Figure 11 presents performance of the proposed ICIC scheme in term of SINR. The figure also shows performance of RF1, SFR, fuzzy logic system [27] and uniform transmit power schemes for comparison. We chose to present SINR performance as cumulative distributions that show the range in which SINR values belong. Recall that SINR is calculated according to Equation (1) (Section 3). The thermal noise was −174 dBm. We drew the cumulative distribution functions of SINR for these methods from results shown in [27].

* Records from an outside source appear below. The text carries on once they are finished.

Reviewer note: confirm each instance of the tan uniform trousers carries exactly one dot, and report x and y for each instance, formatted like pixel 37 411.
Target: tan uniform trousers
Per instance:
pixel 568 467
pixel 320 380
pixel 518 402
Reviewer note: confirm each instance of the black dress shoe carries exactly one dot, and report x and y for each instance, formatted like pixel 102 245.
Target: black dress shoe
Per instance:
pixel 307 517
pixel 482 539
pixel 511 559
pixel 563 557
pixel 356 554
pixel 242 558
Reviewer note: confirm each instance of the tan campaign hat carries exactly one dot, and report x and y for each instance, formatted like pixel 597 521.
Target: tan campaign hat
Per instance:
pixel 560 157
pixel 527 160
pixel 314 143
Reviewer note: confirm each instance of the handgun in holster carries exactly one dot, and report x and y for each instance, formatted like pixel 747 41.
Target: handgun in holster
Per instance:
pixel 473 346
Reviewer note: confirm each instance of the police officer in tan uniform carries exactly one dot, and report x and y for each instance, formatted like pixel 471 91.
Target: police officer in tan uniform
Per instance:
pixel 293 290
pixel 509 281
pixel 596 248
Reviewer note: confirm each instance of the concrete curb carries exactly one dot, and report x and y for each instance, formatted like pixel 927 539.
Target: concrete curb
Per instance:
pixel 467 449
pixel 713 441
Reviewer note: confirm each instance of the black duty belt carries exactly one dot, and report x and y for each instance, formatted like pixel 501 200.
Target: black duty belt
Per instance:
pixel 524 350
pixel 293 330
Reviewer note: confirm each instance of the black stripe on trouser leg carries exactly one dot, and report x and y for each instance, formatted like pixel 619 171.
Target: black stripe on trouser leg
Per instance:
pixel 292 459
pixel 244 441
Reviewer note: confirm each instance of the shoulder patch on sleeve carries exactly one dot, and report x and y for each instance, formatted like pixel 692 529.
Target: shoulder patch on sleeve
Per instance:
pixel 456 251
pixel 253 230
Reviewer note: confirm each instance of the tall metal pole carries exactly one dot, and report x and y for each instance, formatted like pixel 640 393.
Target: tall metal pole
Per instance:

The figure clearly shows that our proposed ICIC scheme performed better than the other ICIC schemes with SINR values in the range [−90, −40]. Fuzzy logic system scheme followed with most SINR values in the range [−90, −80]. Fuzzy logic system outperformed RF1 and SFR, which had SINR values in the range [−90, −87]. However, SFR had better performance than RF1. Uniform transmit power scheme had the worst performance among the all of the schemes.

RF1, SFR and Fuzzy logic system have in common the partitioning of the bandwidth, which has a disadvantage. A user may not be allocated a resource block because there is no resource block available in its area, while at the same time a resource block may be unused in another area. This will negatively impact the performance of the network in terms of packet loss.

7. Conclusions

In this paper, an intercell interference coordination scheme for downlink LTE networks that aims to minimize intercell interference is proposed. The proposed scheme combines resource allocation and dynamic power control using genetic algorithm as policy space search reinforcement learning.

Simulations results show the effectiveness of our proposed ICIC scheme. The proposed resource allocation algorithm gives more than seven times less packet loss ratio and delay performance compared to maximum throughput (MT), Proportional Fairness (PF), Earlier Deadline First (EDF) and Largest Weighted Delay First (LWDF).

Our proposed power allocation scheme effectively minimizes intercell interference by increasing SINR compared to RF1, SFR, fuzzy logic system [27] and uniform transmit power schemes.

The next steps for future research direction would be to use real data from real LTE networks to learn solutions offline through exploration process and to use results obtained for online exploitation.